Thursday evening I collapsed in my room with exhaustion and tried to write some discussant comments for a session I was involved with the next day. It was very unfortunate for me as I missed out on a fun evening with Julia, Guy, Michele, Sarah, Dana, Rebecca and a heap of others *sniffle*.
So Friday morning was the session by Marion Fey:
Gender Issues in Post-Typographical Texts and Talk: Past, Present and Future
Chair: Barbara Guzzetti
Discussants: Donna Alvermann, Suzanne Wade and Angela Thomas
Marion traced her extensive research into issues about gender and technology. Suzanne made some wonderful theoretical links between her work and Marions, and mentioned Susan Herring’s work. I also mentioned Susan Herring, Lois Scheidt, and colleagues in my response. I talked about: debates about language and gender, performativity of gender in online spaces and collaboration and social software.
Next was another FABULOUS session by the team from Teacher’s College:
Conceptions of Narrative in Non-Traditional Environments
New environments are redefining literacy and literacy practices. However, while non-traditional environments incorporate visual elements in traditional print materials, they still may be categorised as either narrative or expository. This symposium looks at various non-traditional environments to explore the question of narrative construction and definition.
1. Considering Narrative in New Environments
Charles K Kinzer
2. Examining Narrative as Sequential “Sense” in Comics
3. Narrative Strategies in Improvisational Storytelling
Charles Kinzer spoke about Second Life - like most of the sessions I saw, I was left wanting more and with more questions than answers.

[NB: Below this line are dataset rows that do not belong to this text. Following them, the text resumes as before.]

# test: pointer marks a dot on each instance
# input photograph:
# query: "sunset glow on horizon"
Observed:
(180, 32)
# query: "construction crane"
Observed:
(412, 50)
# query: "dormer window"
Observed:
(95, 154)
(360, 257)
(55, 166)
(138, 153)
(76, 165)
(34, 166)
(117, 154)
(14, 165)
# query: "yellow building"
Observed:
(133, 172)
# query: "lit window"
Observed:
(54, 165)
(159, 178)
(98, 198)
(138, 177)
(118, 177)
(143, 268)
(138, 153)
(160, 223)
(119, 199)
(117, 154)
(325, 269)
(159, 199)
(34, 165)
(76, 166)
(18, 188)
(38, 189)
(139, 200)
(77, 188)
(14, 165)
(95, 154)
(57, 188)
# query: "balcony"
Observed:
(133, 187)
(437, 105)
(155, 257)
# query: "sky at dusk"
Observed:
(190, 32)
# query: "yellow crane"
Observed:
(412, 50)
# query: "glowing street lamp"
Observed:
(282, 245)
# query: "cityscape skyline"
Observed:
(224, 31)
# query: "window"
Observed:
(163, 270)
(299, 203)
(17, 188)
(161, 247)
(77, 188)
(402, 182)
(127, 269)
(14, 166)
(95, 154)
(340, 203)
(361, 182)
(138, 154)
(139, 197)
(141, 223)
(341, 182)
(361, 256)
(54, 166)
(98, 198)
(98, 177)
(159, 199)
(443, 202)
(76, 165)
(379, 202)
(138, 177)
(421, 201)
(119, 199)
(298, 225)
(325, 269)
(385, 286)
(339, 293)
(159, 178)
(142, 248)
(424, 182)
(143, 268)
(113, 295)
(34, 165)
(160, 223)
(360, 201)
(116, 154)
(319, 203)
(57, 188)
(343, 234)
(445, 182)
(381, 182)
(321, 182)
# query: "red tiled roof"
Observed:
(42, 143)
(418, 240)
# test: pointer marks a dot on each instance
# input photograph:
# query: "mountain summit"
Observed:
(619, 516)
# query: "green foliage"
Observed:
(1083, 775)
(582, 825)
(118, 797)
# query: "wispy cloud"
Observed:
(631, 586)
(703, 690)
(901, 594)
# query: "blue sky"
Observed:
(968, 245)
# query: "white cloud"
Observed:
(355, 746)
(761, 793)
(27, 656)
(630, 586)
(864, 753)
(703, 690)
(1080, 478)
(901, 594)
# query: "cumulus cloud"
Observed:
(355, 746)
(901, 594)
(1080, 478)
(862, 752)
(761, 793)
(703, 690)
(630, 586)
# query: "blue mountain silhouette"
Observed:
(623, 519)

Jonathon spoke a lot about the role of transitions or break points in the narratives of comics (great stuff!),
and Jessica spoke about issues of narration, improvisation and collaboration in role-playing in general, as well as issues of continuity, consistency and coherence in narrative in particular.
Again, this team of researchers are really doing wonderful and innovative studies - I would loooove to work with them!!!
In fact, on Saturday morning I had a lovely meeting with Charles (Chuck) Kinzer:
and we talked about the possibility of some fun projects we can collaborate on!!
There were other lunches and dinners and coffees and drinks and the “New Literacies Bash” - in fact some of the most interesting and stimulating discussions were those that took place outside of the conference! I had a lovely talk with Guy over dinner on my last evening and we wondered “Are we like our blogs?” - which led to all sorts of fascinating thoughts about literacy, identity, narrative, projection, virtuality/reality and so on!
And, on my final day I had a minor crisis which I won’t go into here but I want to say a huge THANK YOU to Katina Zammit (my fellow Australian traveller) for being such an angel and rescuing me from a difficult situation!!
So, that was my overview of NRC - an interesting conference made fabulous because of the wonderful company - especially Julia, Guy and Michele!